Tool for fixed-structure parametric identification

Optimization formulation at stage one looks at the design in its true form as the tolerance allocation process is not constrained by manufacturing process capabilities. Selection of manufacturing process based on the capability is done as a second step that separates achievable from unachievable tolerances. A detailed formulation incorporating the process capability and standard part usage along with true design trade-off is solved to arrive at the final tolerance allocation in the second stage. In another approach an effort is put to bring in robustness in the design by changing the nominal design so that more tolerance is acceptable. The formulation not only allocates tolerances but also finds out best nominal design that will give most cost effective tolerances. The results obtained can be proved rigorously for their robustness and convergence properties. The methodology is demonstrated and validated using full scale industry problems.

An object oriented module for online multivariable control and optimization of linear systems

This is a quadratic optimization problem formulation that uses a predictive model of a plant and achieves the optimal control and performance objective. This has resulted in many MPC (Model Predictive Control) strategy variants for a multivariable plant structure. 

Methodology for identification of linear and  nonlinear dynamic systems

A family of methods have been developed for modeling plants as linear or nonlinear dynamic systems of known structures. The parameterization of such structures is obtained by making use of the operational data, design of excitation design of experiments, or the combination of both. The tool then uses LS based and optimization based techniques to identify the model parameters. The models thus identified could be used for optimal control or for its predictive control.

A library of tools / methods for the development of Virtual Sensors using operational data

These techniques are applicable for inferential measurement of parameters that are either not measured using conventional sensors or less frequently measured due to the measurement process constraints. They address the measurement/estimation of derived parameters as well.
The lab has developed techniques for soft/virtual sensing based on the technology that spans over statistical methods, ANNs, PCA and LS methods and optimization techniques.

Algorithms for adaptive networks based on adaptive resonance theory for classification and identification

Adaptive networks for supervised and unsupervised learning for regression and classification (ART2, Fuzzy ARTMAP, GARTMAP  are developed to classify among the multidimensional  data. The classes extracted from the data are then identified against the database and are mapped for the class identifier.

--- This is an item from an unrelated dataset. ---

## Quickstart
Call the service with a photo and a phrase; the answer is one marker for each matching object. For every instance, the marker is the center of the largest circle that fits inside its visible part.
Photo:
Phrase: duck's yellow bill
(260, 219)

Algorithms for fault diagnosis for linear and nonlinear systems using model based approach

These are the techniques based on analytical redundancy principle where the plant is modeled for additive and multiplicative faults occurring in it.  The challenge addressed here is to detect the occurrence of faults and isolate them from each other.

Data Mining Tool

Data mining tool consists of a number of knowledge discovery algorithms as a loosely integrated collection of algorithms. The algorithms are written in ANSI C and are portable across various platforms, including MS-WINDOWS and LINUX. The input data is usually taken from ASCII text files in comma separated (CSV) format. The output is also usually written to a text file in CSV format. The parameters to be provided need to be provided in an initialization file.
The algorithms included in the tool are for dependency analysis (association rule mining, sequence mining, frequent itemset mining), outlier analysis, clustering and graph clustering which are part of unsupervised learning techniques and classification (decision tree induction) which is supervised learning technique.